What are the long-term implications of cleantech EV finance for environmental sustainability, economic growth, and energy security?
In my opinion, the impact of cleantech EV financing is deep-rooted when it comes to aspects like environmental sustainability, economic growth, and energy security. For instance, EVs are known to emit zero to negligible greenhouse gases than conventional vehicles. So, by financing more such new-age technology, cleantech EV financing entities can help reduce the country’s carbon footprint and drive the nation towards sustainable mobility.
In addition, by providing timely financing aid to EV manufacturing companies and OEMs, cleantech financing firms can boost India’s manufacturing prowess and enhance the nation’s domestic EV market. Such a move would help the industry unleash its potential and allow our nation to emerge as a global manufacturing hub and a lucrative avenue for foreign investors. It will also help create more employment opportunities across the EV segments and strengthen the scope of the industry on a grander scale.
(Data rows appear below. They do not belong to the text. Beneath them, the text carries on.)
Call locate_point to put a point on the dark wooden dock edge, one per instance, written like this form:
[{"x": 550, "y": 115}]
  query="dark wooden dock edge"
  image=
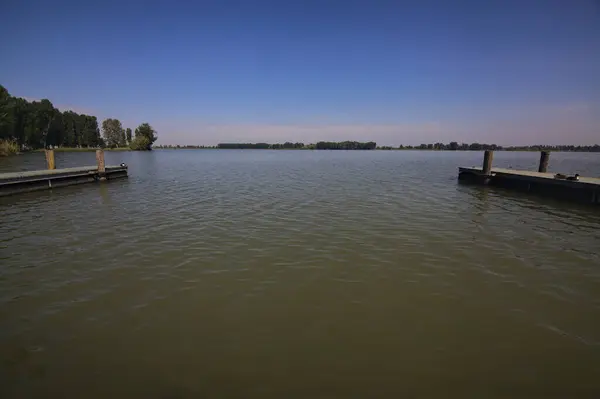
[
  {"x": 22, "y": 182},
  {"x": 583, "y": 190}
]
Furthermore, by offering continuous financial support to EV companies, cleantech firms can support their R&D efforts and promote advancements in more renewable energy sources. Such access will help the industry and the nation collectively lower their dependence on fossil fuels and may help build more sustainable choices of energy sources down the road. This is why I believe the implication of timely financing can be multi-fold and as an industry leader, I aim to continue supporting its growth and vision.